Further developments of the model have the potential to further increase its applicability for decision-making. Firstly, it is to recommend to integrate stochasticity into the model in order to improve the ability of the model to deal with uncertainties, which are obviously given in such complex economic and ecological interrelations. Secondly, it is to aim to set up the model as a multi-periodic dynamic model; this would allow to model changeover steps of farms in a realistic manner and would thus allow to develop the model as a concrete decision-support tool for farmers and policy. Furthermore, it is to recommend to broaden in future studies the analysis of private benefits of farmers gained from small-scaled landscapes well-endowed with permanent green edges by taking into account further ecological services beyond pollination, e.g. by considering natural pest control effects of predation.

Conclusions

Maintaining small fields and permanent green edges in arable-dominated landscapes are essential for supporting biodiversity in farmland.

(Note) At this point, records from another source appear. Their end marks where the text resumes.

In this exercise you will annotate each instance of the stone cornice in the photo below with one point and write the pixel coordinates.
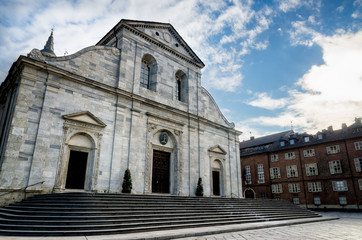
(132, 28)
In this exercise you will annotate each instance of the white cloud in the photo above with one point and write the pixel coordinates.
(330, 93)
(340, 9)
(263, 100)
(289, 5)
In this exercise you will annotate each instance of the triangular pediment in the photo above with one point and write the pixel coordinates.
(162, 34)
(217, 149)
(85, 117)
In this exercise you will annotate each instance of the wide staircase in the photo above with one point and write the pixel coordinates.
(71, 214)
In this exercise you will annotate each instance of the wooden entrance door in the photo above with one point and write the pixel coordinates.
(216, 183)
(161, 172)
(76, 170)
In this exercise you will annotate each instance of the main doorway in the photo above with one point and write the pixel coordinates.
(249, 194)
(161, 172)
(76, 170)
(216, 183)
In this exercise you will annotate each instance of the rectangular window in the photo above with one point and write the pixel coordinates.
(340, 185)
(261, 178)
(333, 149)
(274, 157)
(358, 164)
(274, 173)
(311, 169)
(292, 171)
(277, 188)
(262, 195)
(358, 145)
(289, 156)
(294, 187)
(248, 175)
(178, 88)
(314, 187)
(317, 200)
(342, 200)
(145, 75)
(335, 167)
(309, 153)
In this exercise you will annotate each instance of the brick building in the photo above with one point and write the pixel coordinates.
(315, 171)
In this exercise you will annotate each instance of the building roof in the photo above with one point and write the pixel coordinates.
(48, 49)
(136, 27)
(254, 142)
(272, 143)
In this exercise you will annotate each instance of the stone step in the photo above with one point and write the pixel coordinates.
(91, 214)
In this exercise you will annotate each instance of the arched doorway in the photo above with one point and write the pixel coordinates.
(217, 178)
(79, 172)
(164, 177)
(249, 193)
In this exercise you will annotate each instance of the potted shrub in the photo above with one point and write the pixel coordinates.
(127, 182)
(199, 188)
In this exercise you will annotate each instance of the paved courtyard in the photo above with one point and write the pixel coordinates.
(349, 226)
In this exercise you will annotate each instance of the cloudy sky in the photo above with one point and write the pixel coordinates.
(269, 64)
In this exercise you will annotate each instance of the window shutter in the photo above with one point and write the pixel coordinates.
(357, 164)
(331, 167)
(307, 169)
(345, 186)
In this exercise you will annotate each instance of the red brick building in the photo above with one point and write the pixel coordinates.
(315, 171)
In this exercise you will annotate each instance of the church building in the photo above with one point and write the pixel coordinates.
(133, 101)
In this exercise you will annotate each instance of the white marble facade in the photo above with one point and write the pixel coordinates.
(93, 102)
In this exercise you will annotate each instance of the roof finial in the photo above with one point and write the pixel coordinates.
(48, 49)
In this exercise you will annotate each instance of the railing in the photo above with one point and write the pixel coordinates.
(21, 189)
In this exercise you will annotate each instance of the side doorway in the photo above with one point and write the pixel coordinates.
(77, 168)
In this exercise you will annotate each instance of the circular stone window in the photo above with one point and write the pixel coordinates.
(167, 37)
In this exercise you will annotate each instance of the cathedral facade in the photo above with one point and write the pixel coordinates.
(133, 101)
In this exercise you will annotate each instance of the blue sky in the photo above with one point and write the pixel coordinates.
(269, 64)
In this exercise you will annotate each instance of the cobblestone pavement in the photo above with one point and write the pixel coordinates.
(349, 226)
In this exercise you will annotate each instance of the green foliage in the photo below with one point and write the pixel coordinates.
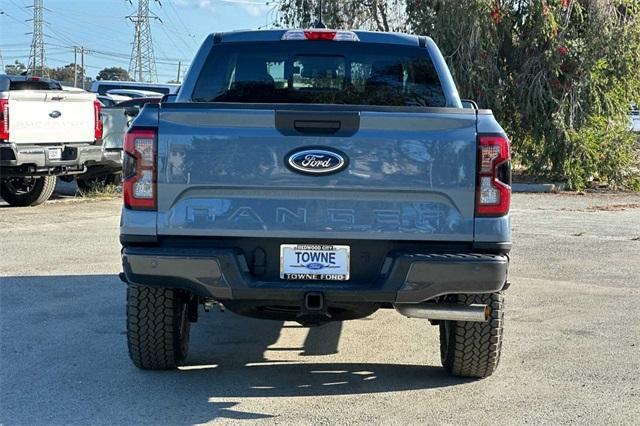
(114, 73)
(559, 74)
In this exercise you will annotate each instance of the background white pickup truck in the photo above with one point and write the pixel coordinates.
(44, 132)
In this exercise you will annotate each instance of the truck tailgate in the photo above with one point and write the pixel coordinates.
(51, 117)
(222, 172)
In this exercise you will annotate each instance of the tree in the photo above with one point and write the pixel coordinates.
(559, 74)
(16, 68)
(114, 73)
(66, 73)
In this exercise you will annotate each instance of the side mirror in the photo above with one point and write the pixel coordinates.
(131, 111)
(469, 104)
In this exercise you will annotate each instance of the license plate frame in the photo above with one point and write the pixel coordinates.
(317, 265)
(54, 154)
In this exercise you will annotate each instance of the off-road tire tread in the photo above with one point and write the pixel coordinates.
(473, 348)
(153, 327)
(41, 192)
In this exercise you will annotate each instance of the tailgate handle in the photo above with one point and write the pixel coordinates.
(316, 126)
(317, 122)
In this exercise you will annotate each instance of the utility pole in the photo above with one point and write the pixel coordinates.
(142, 65)
(37, 65)
(82, 65)
(75, 66)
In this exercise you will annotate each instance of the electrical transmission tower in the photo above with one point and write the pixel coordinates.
(142, 65)
(37, 62)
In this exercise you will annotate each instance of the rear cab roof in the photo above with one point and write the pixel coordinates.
(276, 35)
(448, 85)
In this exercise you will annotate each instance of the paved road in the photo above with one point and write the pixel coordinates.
(571, 354)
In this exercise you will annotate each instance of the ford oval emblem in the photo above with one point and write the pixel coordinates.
(316, 161)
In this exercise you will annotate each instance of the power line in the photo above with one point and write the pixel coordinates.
(143, 62)
(37, 63)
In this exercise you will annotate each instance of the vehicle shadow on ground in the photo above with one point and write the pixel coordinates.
(64, 344)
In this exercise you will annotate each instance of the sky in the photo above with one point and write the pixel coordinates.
(101, 27)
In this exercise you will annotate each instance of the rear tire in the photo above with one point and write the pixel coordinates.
(28, 191)
(157, 327)
(472, 349)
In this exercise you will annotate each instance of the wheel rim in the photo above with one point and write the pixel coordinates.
(20, 186)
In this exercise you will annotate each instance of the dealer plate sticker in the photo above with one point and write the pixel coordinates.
(55, 153)
(314, 262)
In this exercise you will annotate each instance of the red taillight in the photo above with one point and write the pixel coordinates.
(493, 194)
(98, 126)
(320, 34)
(139, 169)
(4, 120)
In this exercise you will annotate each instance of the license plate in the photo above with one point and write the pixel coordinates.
(314, 262)
(54, 153)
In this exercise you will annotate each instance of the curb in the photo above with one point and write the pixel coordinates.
(537, 187)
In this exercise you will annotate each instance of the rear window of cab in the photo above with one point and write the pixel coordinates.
(320, 72)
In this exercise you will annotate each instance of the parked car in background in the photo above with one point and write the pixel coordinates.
(44, 132)
(135, 93)
(111, 100)
(116, 120)
(314, 176)
(103, 86)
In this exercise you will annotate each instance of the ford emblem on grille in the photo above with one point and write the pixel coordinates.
(316, 161)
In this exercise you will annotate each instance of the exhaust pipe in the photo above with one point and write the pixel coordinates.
(445, 312)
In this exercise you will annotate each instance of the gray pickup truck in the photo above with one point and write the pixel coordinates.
(315, 176)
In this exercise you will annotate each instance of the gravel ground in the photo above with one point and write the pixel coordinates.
(571, 351)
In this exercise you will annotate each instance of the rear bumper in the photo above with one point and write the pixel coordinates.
(110, 162)
(32, 160)
(405, 278)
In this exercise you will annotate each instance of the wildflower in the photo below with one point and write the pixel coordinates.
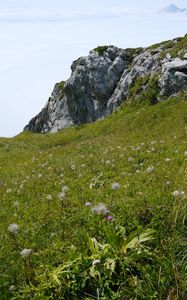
(16, 204)
(176, 193)
(115, 186)
(150, 169)
(65, 189)
(96, 262)
(167, 159)
(92, 185)
(61, 195)
(130, 159)
(13, 229)
(109, 218)
(100, 209)
(11, 288)
(25, 253)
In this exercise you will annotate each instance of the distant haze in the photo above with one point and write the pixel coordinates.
(40, 39)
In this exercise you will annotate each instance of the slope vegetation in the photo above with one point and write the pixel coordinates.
(97, 211)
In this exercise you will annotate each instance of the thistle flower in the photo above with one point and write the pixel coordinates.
(150, 169)
(88, 204)
(13, 229)
(96, 262)
(16, 204)
(65, 189)
(25, 253)
(109, 218)
(130, 159)
(176, 193)
(12, 288)
(61, 195)
(100, 209)
(115, 186)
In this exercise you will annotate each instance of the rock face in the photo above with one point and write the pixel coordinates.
(100, 82)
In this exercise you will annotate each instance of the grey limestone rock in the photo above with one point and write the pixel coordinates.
(100, 82)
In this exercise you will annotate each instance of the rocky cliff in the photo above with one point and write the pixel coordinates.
(105, 78)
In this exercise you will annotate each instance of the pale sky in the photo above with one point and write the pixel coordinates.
(40, 39)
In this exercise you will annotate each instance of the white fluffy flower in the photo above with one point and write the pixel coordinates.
(25, 253)
(13, 228)
(100, 209)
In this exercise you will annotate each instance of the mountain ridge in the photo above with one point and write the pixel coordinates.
(109, 75)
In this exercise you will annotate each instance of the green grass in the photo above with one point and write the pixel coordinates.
(142, 251)
(176, 47)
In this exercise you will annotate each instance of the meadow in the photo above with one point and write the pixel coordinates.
(97, 211)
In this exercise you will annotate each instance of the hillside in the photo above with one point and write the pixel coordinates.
(99, 209)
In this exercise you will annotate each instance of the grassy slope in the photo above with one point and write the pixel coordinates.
(33, 166)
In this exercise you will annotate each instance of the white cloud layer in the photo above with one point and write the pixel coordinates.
(41, 38)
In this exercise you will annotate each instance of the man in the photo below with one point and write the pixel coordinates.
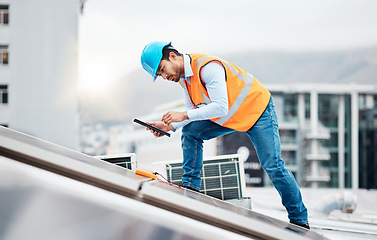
(221, 98)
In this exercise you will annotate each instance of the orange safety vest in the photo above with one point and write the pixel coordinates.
(247, 97)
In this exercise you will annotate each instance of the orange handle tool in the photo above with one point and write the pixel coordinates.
(145, 174)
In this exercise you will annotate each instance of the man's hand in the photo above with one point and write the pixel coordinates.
(161, 126)
(173, 116)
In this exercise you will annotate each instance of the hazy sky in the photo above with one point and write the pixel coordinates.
(114, 32)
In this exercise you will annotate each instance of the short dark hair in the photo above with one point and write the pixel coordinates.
(167, 50)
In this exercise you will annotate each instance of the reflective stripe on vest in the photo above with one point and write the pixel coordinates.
(255, 94)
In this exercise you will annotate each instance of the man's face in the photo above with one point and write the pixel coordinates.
(170, 69)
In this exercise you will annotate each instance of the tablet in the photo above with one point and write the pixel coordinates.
(151, 127)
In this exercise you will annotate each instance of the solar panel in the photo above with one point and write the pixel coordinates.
(111, 181)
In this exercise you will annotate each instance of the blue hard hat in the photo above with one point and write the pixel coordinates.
(151, 57)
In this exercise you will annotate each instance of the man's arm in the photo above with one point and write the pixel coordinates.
(213, 75)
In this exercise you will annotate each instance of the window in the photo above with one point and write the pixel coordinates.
(3, 55)
(3, 94)
(4, 14)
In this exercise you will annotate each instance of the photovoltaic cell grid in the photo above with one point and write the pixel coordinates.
(220, 177)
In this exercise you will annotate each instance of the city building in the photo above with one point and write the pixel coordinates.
(319, 130)
(38, 68)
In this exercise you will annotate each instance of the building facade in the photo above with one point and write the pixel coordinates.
(38, 68)
(319, 130)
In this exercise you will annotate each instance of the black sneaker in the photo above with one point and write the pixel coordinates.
(304, 225)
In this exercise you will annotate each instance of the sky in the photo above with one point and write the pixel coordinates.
(113, 33)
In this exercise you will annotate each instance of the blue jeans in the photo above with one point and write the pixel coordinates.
(265, 137)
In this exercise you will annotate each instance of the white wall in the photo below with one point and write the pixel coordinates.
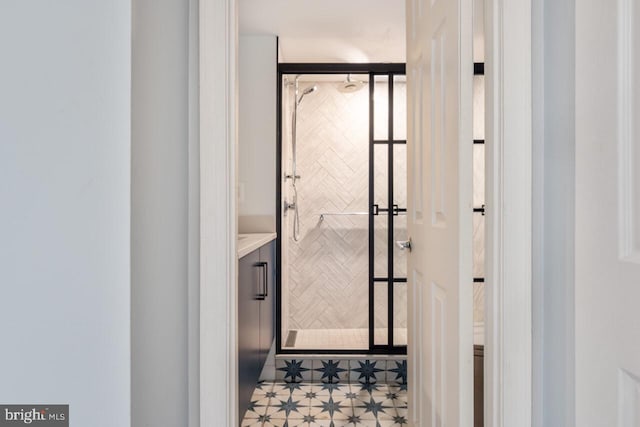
(257, 70)
(64, 221)
(159, 213)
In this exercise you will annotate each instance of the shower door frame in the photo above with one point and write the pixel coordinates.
(372, 70)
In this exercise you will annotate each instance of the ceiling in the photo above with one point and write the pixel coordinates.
(329, 30)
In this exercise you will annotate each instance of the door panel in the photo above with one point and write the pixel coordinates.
(607, 269)
(440, 73)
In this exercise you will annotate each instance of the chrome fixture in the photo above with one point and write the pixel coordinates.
(404, 244)
(294, 175)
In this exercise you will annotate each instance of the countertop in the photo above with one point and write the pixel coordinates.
(249, 242)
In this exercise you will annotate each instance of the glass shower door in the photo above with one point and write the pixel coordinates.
(388, 196)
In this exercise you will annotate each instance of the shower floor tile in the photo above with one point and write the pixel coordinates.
(342, 339)
(331, 405)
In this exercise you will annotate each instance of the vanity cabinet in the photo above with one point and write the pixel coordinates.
(256, 318)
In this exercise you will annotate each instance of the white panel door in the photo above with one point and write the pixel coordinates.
(607, 263)
(439, 78)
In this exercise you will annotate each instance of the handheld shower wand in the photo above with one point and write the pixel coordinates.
(294, 173)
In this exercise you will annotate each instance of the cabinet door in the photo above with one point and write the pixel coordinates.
(249, 361)
(267, 306)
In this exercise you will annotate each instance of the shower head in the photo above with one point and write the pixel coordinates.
(307, 91)
(350, 85)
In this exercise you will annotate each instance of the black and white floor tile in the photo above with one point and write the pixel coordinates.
(328, 404)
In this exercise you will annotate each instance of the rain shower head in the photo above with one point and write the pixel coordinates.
(350, 85)
(307, 91)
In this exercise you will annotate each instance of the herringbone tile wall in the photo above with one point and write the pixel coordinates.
(328, 266)
(325, 273)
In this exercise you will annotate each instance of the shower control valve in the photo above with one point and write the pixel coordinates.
(288, 206)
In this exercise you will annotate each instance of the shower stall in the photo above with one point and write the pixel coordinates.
(342, 192)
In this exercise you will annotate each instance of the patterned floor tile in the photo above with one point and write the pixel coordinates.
(283, 404)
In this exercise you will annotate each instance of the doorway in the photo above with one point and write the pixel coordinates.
(342, 153)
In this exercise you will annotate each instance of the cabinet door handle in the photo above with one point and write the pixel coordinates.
(262, 293)
(265, 271)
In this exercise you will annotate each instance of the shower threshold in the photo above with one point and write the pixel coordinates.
(340, 339)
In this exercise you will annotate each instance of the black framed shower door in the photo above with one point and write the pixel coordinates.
(385, 211)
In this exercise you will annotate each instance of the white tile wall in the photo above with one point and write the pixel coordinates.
(328, 267)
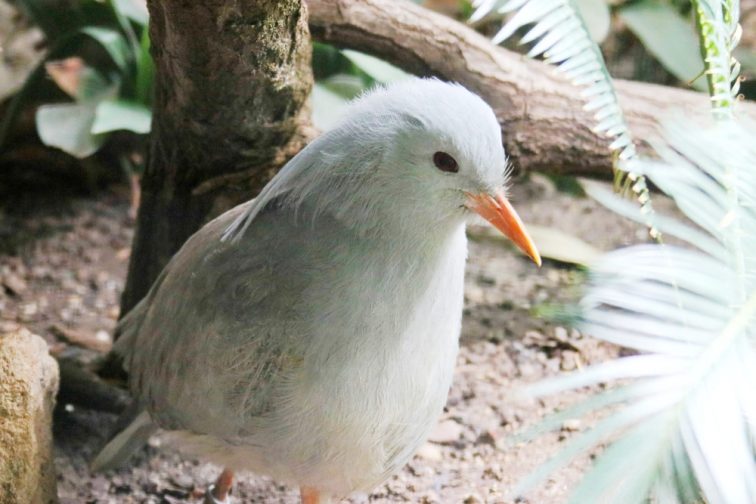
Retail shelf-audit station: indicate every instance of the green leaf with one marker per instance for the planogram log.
(595, 14)
(145, 75)
(113, 115)
(327, 107)
(346, 86)
(134, 10)
(668, 36)
(114, 44)
(54, 18)
(376, 68)
(67, 126)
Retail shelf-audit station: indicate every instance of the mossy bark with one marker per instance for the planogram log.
(233, 77)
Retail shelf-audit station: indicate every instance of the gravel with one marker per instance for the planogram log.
(62, 269)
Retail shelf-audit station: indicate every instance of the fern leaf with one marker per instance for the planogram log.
(687, 425)
(719, 33)
(561, 37)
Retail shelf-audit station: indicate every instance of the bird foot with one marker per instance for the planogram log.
(211, 499)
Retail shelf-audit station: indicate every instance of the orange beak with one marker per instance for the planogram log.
(497, 210)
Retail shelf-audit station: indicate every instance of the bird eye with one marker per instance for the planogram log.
(445, 162)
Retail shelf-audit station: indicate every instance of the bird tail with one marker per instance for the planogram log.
(125, 443)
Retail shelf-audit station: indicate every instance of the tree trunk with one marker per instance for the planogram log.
(544, 125)
(233, 77)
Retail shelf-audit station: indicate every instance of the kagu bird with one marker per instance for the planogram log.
(310, 334)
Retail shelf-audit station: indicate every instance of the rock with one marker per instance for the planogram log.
(429, 451)
(28, 384)
(15, 284)
(571, 425)
(447, 431)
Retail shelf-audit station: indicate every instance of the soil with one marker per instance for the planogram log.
(63, 258)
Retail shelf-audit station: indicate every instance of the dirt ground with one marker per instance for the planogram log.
(63, 258)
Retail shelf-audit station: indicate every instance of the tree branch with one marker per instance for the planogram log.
(544, 125)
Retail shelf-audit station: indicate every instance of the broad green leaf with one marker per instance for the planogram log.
(113, 42)
(54, 18)
(376, 68)
(67, 126)
(134, 10)
(596, 16)
(327, 107)
(145, 75)
(668, 36)
(64, 46)
(113, 115)
(346, 86)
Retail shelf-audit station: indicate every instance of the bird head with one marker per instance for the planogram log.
(415, 158)
(430, 153)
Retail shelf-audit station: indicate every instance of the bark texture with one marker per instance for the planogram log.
(233, 77)
(28, 384)
(541, 113)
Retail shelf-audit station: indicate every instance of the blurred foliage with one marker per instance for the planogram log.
(98, 58)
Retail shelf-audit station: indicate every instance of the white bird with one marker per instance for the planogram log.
(310, 334)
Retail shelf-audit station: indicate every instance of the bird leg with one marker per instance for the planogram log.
(312, 496)
(218, 492)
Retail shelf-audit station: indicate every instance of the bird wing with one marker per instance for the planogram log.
(223, 323)
(284, 181)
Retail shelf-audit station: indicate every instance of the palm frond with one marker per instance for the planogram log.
(719, 33)
(562, 38)
(687, 427)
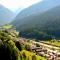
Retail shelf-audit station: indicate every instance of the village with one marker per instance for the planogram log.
(48, 51)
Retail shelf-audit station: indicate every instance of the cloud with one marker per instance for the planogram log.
(14, 5)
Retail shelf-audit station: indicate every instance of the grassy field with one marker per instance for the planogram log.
(30, 54)
(53, 42)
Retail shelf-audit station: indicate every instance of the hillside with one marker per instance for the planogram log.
(6, 15)
(47, 22)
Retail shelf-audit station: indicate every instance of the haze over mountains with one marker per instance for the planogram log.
(35, 15)
(6, 15)
(44, 16)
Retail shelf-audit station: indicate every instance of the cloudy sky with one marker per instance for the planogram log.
(14, 5)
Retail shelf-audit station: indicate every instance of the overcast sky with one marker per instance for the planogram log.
(14, 5)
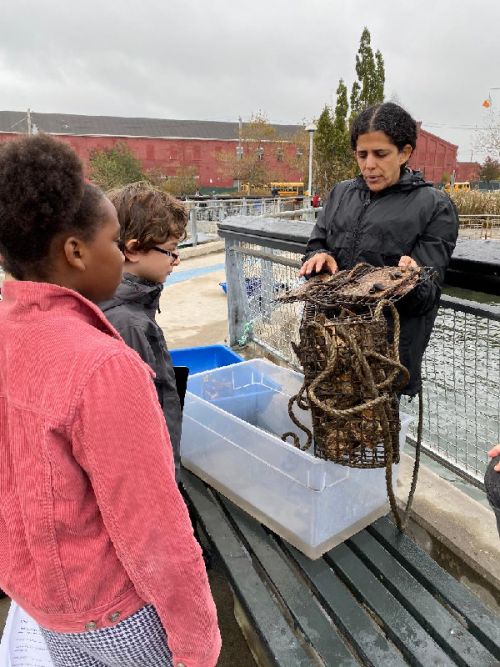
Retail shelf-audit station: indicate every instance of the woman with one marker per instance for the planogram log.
(492, 482)
(388, 216)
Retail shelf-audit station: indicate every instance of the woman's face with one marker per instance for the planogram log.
(380, 160)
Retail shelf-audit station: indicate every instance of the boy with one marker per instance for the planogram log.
(152, 224)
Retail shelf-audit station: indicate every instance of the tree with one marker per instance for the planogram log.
(370, 71)
(341, 137)
(324, 151)
(490, 170)
(334, 160)
(114, 167)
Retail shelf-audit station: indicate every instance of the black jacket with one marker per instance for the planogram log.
(409, 218)
(132, 312)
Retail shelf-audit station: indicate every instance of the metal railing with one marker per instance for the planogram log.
(204, 215)
(484, 226)
(461, 367)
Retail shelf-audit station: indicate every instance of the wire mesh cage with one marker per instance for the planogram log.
(349, 352)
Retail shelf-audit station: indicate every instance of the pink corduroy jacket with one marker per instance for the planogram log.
(92, 526)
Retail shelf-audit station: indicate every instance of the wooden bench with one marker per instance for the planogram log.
(377, 599)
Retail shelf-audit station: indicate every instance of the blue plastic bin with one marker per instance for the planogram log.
(204, 358)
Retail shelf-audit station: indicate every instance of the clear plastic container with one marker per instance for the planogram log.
(233, 421)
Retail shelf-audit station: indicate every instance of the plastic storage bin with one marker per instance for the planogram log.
(204, 358)
(231, 438)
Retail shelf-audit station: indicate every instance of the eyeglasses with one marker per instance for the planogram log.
(174, 255)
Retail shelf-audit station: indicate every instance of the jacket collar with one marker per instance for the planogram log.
(24, 299)
(133, 289)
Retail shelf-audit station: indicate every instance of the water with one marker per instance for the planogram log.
(461, 373)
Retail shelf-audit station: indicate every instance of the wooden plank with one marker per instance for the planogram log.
(408, 635)
(366, 637)
(437, 621)
(280, 643)
(306, 611)
(483, 623)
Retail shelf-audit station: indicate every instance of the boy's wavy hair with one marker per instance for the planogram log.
(148, 215)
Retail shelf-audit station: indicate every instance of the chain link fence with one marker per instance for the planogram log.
(461, 367)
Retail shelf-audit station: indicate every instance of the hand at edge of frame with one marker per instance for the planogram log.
(321, 262)
(407, 262)
(495, 451)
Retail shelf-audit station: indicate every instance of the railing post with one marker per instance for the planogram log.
(238, 313)
(193, 226)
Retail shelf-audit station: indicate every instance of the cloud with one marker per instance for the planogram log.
(217, 60)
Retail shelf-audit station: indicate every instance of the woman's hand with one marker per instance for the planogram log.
(495, 451)
(321, 262)
(406, 262)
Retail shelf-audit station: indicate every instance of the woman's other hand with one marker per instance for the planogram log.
(406, 262)
(495, 451)
(321, 262)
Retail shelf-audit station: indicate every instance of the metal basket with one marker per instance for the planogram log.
(349, 351)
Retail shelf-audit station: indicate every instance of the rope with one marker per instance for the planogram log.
(379, 395)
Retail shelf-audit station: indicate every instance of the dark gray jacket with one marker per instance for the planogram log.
(132, 312)
(409, 218)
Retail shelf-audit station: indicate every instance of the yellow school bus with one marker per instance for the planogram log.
(458, 186)
(276, 188)
(288, 188)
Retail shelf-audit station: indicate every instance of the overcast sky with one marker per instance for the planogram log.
(218, 59)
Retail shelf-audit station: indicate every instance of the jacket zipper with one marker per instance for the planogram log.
(355, 239)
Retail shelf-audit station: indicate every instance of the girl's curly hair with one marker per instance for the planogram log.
(42, 194)
(389, 118)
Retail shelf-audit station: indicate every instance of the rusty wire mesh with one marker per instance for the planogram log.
(461, 369)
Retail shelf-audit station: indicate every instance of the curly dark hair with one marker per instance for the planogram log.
(42, 194)
(389, 118)
(148, 215)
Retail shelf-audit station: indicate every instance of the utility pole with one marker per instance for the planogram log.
(240, 149)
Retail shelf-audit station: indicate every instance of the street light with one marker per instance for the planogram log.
(311, 129)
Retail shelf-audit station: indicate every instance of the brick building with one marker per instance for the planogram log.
(160, 144)
(167, 144)
(467, 171)
(433, 156)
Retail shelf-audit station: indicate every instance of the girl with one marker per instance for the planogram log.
(95, 540)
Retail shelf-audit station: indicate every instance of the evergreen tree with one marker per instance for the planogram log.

The significance of small fields, not only for biodiversity, but also for ecosystem services to the crop emerges from our results based on a mechanistic model for pollinators and pollination services to the crops. However, we find major economic-ecological trade-offs in conserve field margins and fine-grained arable landscapes, trade-offs that are not resolved by considering biodiversity-based ecosystem services to arable crops. This is because currently, both in the study region and in Europe more generally, insect-pollinated crops often contribute small fractions of the overall margin in arable farming. Field size is an underestimated mediator of ecological-economic trade-offs between bio-diversity and gross margins that is currently to little considered within agri-environmental policy. The main driver of the trade-offs is costs, both in terms of opportunity costs of not taking permanent green edges into production, and in terms of increased inputs required to farm small fields. This suggests that to maintain fine-grained agricultural landscapes with permanent green edges, incentives to farmers are necessary, as well as innovations that allow to farm small fields at lower costs. Our findings are conditional on other ecosystem services mediated by the landscape-scale land-use playing a minor role. We thus expect that for production systems that rely mainly on natural pest control, such as organic crop production, the ecological-economic trade-offs implied by changes in field sizes and density of permanent edges would be different.